As the spread of the virus accelerates in Europe, there are fears that new national lockdowns may be needed to halt the disease. For now, European leaders are resisting calls to impose nationwide lockdowns, which are seen as a last resort because they could further cripple economies already in deep recession.

The United Kingdom is in such a lockdown quandary as it sees infections rise steeply. For now, the British government hopes to contain the virus through targeted lockdowns and new drastic restrictions. A ban on gatherings of more than six people is now in effect for Scotland, England and Wales and even tighter restrictions went into place Friday for millions of people in northeast England where separate households are forbidden from mixing and the opening hours of pubs and restaurants have been curtailed.

“A national lockdown is the last line of defense,” said Matt Hancock, the British health secretary, on Sky News television on Friday. He said another nationwide lockdown can be avoided if Brits obey the new orders and infected people take the steps to ensure they don’t infect others.

Earlier in the week, British Prime Minister Boris Johnson said his government was doing “everything in our power” to prevent a second national lockdown.

“And can we afford it? I very much doubt that the financial consequences would be anything but disastrous, but we have to make sure that we defeat the disease by the means that we have set out,” Johnson said.

Van Kerkhove, the WHO scientist, said national lockdowns can be avoided through a “tailored approach.”

“We know in the beginning that many countries needed to apply national level, so-called lockdowns,” she said. “We’re seeing in many counties they are now taking a much more tailored approach to this, applying these interventions at the most local level, in a time-limited way and a geographically restricted way.”
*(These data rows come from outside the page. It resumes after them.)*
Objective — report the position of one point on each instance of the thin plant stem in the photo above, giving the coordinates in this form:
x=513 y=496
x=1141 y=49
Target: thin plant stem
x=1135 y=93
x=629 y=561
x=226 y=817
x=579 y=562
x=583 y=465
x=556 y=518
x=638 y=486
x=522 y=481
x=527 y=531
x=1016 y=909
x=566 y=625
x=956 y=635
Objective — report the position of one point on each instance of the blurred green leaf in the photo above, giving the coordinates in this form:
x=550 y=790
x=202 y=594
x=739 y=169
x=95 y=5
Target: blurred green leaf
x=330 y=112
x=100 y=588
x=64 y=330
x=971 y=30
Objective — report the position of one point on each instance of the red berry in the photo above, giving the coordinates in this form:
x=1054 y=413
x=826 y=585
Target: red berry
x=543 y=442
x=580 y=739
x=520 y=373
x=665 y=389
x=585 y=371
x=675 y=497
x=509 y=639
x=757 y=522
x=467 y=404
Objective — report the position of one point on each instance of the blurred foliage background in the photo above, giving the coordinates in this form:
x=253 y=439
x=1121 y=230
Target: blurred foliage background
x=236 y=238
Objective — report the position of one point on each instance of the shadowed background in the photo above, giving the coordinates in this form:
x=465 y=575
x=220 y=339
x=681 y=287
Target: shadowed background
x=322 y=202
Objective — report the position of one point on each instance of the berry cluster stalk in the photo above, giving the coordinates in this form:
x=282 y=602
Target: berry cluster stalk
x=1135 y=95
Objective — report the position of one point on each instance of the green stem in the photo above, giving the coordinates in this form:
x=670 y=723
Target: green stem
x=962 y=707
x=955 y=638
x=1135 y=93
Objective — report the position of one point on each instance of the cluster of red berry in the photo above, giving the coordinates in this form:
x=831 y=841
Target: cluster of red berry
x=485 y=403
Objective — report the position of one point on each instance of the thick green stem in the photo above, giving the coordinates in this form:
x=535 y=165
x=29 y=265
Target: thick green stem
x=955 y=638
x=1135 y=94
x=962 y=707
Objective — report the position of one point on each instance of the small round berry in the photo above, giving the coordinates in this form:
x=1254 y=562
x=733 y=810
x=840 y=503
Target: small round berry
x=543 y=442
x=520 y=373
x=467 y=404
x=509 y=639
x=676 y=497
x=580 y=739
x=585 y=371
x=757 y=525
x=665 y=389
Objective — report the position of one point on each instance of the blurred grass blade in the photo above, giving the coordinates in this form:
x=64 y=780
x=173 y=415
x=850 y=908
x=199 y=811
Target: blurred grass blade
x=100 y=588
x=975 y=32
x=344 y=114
Still, additional nationwide lockdowns may become unavoidable as the virus continues to spread. On Friday, Israel started its second national lockdown, which is being imposed as the nation of 9 million people begins celebrating Rosh Hashanah and the High Holy Days season. Restaurants, hotels and gyms, among other businesses, have been told to close.

Dr. Mike Ryan, the WHO head of emergencies, warned that the pandemic is far from over despite a plateauing of new infections worldwide. He said between 1.8 million and 2 million new cases are reported each week and that the pandemic is causing between 40,000 and 50,000 deaths each week.

“Thankfully, that is not rising exponentially,” he said about the number of deaths. “But that is a hugely high figure to be settling at. That is not where we want to be; it’s not where the Northern Hemisphere wants to be going into the winter season; it’s not where developing countries want to be with their health services under nine months of pressure.”

He warned that the majority of the world’s population remains at risk of infection.

“When we look at the number of human beings who’ve been exposed, this pandemic has a long way to go to burn in our society,” he said. “It is not burnt out. It is not burning out. It is not going away.”


Courthouse News reporter Cain Burdeau is based in the European Union.